An early sale by Chris English from the Adirondack Store & Gallery, Lake Placid, N.Y., were two similar paintings by artist E. Crane, depicting trout spilling forth from a creel on its side with a stream in the background, the scene set in the Adirondack Mountains. Though the subject was the same, the paintings were made nearly two decades apart in 1886 and 1903.
Vincent Callahan, Scarsdale, N.Y., brought with him a fine collection of metalwork. Among them was a selection by the late Nineteenth Century German American metalsmith Joseph Heinrichs, who retailed his hammered and molded works at luxury stores, including Black, Starr & Frost; Shreve, Crump & Low and Tiffany & Co. According to Callahan, the hammered copper and applied silver works on exhibit were made for the Adirondack and Catskills Mountains market, many of them selling to luxury camps in the areas.
Adirondack ephemera holds a dear place in the hearts of many buyers to the show, judging by the packed booth at Pastime Antiques & Collectibles, Central Square, N.Y., headed by Jeanne Pierce. The dealer featured postcards and photographs from nearly every lake and county within the New York Adirondacks, providing a true-to-life visual of earlier days in the mountains. Their ephemera also included photographs of the early Mountain Houses, which were some of the most opulent vacation destinations in the Northeast in their days.
It was a first time at the show for Plymouth, Mass., dealer Village Braider Antiques. The front of the dealer’s booth featured a full rig of decoys by Seymour Putt Smith, and there was no splitting it up, though some buyers tried. They were in original paint and working condition, and the dealer had got them from a picker who brought them up out of a basement in Massachusetts.
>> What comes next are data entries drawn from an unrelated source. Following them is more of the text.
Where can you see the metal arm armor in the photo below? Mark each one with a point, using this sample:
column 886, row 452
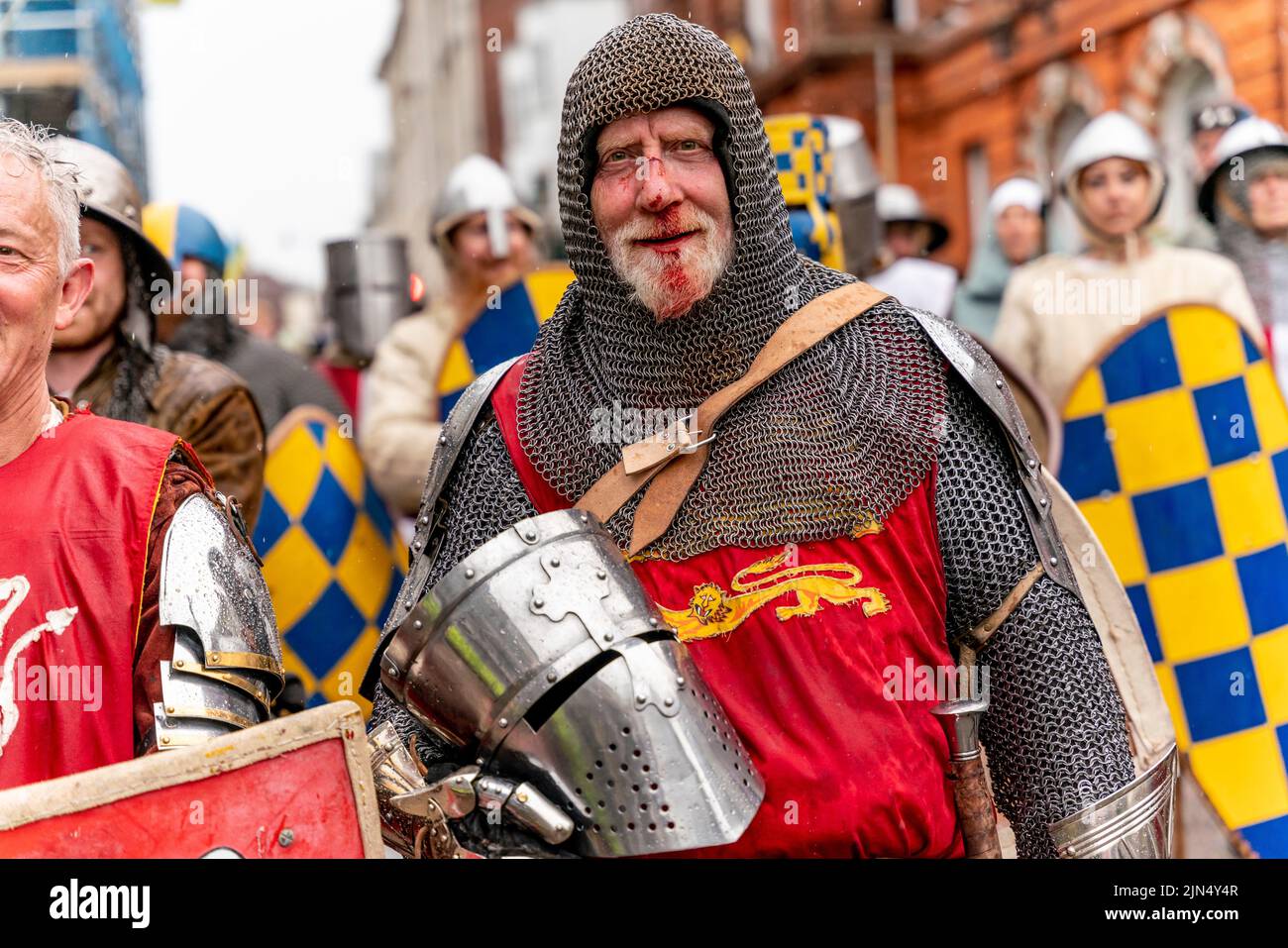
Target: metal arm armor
column 227, row 662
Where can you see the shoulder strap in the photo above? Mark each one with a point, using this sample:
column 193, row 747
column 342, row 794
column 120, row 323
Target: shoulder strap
column 986, row 380
column 675, row 474
column 433, row 510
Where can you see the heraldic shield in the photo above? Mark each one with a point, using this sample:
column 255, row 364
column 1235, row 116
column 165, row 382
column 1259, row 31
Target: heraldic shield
column 333, row 559
column 297, row 788
column 505, row 327
column 804, row 162
column 1176, row 453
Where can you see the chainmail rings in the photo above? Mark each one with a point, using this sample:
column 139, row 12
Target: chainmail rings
column 1055, row 732
column 837, row 438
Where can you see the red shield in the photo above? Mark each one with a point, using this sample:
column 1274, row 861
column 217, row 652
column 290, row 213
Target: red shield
column 294, row 788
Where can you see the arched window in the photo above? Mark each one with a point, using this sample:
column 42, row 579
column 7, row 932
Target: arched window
column 1063, row 231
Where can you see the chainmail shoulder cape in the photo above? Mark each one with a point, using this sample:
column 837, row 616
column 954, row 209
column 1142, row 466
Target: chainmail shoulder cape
column 836, row 438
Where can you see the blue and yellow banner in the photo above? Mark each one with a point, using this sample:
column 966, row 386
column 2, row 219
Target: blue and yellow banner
column 1176, row 451
column 503, row 329
column 333, row 561
column 804, row 161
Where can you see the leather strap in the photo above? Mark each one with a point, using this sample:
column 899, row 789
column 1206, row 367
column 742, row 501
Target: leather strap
column 673, row 478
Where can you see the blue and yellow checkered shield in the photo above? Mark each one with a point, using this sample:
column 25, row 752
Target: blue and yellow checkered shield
column 505, row 327
column 1176, row 451
column 333, row 559
column 804, row 163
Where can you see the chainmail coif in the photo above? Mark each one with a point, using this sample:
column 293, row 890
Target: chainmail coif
column 836, row 438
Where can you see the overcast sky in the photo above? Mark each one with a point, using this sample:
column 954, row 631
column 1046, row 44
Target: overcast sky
column 266, row 115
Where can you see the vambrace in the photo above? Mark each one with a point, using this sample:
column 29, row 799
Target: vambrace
column 227, row 662
column 1055, row 732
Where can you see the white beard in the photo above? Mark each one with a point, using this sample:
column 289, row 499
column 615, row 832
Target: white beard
column 669, row 285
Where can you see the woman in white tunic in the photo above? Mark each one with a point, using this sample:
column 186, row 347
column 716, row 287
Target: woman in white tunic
column 1060, row 312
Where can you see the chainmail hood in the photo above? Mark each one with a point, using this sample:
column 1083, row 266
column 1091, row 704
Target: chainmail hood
column 835, row 440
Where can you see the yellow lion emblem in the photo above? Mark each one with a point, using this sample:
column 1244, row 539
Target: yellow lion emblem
column 712, row 612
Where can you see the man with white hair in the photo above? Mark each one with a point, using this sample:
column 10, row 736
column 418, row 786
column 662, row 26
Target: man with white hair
column 111, row 531
column 854, row 506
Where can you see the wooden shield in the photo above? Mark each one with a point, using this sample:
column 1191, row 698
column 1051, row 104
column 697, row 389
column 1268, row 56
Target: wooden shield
column 294, row 788
column 1176, row 453
column 333, row 559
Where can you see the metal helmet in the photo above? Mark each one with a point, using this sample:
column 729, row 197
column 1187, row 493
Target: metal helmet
column 542, row 656
column 368, row 291
column 184, row 232
column 110, row 194
column 478, row 184
column 901, row 204
column 1022, row 192
column 1241, row 140
column 1111, row 136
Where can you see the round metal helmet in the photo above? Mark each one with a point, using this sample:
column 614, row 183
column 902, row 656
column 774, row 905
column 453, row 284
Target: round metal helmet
column 1108, row 136
column 478, row 184
column 544, row 659
column 1022, row 192
column 184, row 232
column 110, row 194
column 1244, row 138
column 1111, row 136
column 901, row 204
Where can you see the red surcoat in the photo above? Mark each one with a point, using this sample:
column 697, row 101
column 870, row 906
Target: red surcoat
column 807, row 649
column 77, row 506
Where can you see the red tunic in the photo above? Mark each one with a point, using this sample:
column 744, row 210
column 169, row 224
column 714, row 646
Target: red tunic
column 77, row 506
column 799, row 647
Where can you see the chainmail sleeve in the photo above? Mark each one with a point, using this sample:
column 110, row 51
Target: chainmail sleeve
column 1055, row 732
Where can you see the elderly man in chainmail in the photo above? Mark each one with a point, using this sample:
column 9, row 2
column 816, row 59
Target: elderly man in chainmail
column 859, row 510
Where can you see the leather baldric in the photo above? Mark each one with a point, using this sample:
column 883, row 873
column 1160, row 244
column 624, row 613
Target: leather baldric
column 673, row 475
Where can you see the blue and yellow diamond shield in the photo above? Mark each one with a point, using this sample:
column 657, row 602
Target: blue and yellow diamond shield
column 333, row 559
column 1176, row 451
column 505, row 327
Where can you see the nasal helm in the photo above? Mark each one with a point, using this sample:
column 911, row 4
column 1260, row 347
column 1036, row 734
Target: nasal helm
column 478, row 184
column 108, row 194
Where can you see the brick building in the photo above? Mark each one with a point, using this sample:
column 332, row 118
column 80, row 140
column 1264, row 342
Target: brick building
column 957, row 95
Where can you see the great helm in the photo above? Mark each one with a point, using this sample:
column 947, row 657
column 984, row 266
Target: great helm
column 542, row 656
column 1241, row 140
column 478, row 184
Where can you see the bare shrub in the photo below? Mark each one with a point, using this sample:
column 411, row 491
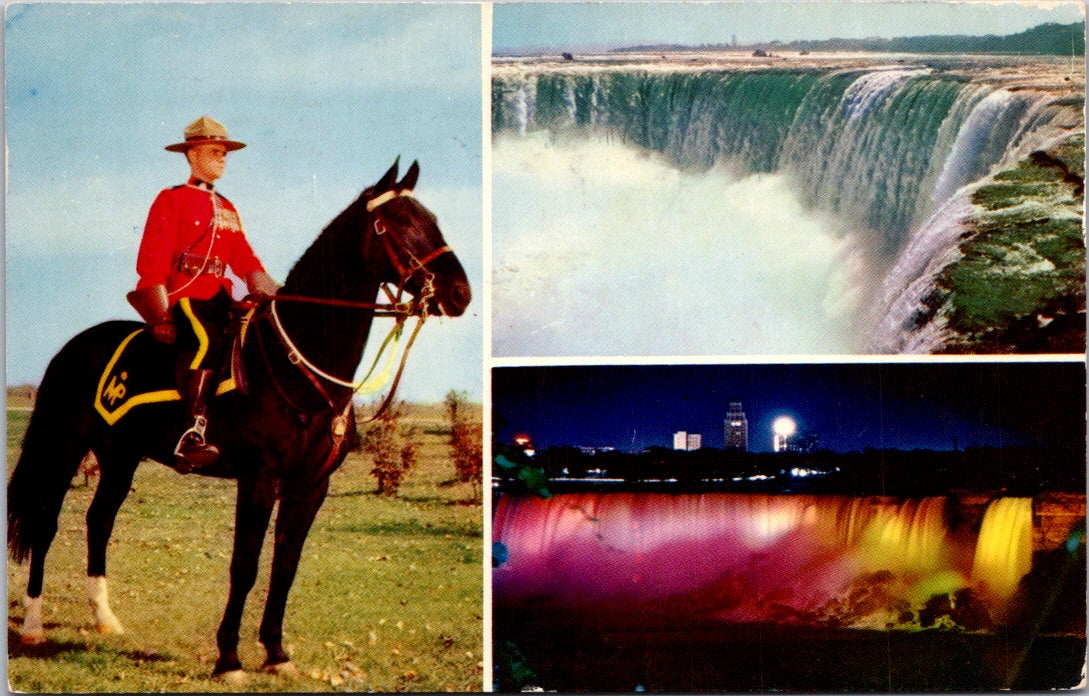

The dealer also featured a fabulous tramp art dining set with six chairs and a table, as well as art and stone and cast sculpture.
Judy and James Milne, Kingston, N.Y., featured a collection of Adirondack doll furniture, including miniature twig chairs and benches, hickory chairs, a bentwood rocking chair and more. They had all came from the same collection in Long Island, N.Y. The dealers also featured a pair of geese carved by Stacey Bryanton, circa 1950.
Across the antiques industry, remorseful conversations are commonplace when comparing today’s marketplace with earlier times. This show is no different, and while it’s not the same event it was reported to be 15 years ago, find us five that are. It is still a worthy candidate of support. The niche is small, the dealers are limited, and it seems they, like the material they offer, prefer the wild. Lay a trap and bait it with incentives, get some of the long-lost dealers back – it needs only to look a week earlier at the bustling Rustic Furniture Fair or 15 minutes down the road to the well-attended show on Route 28.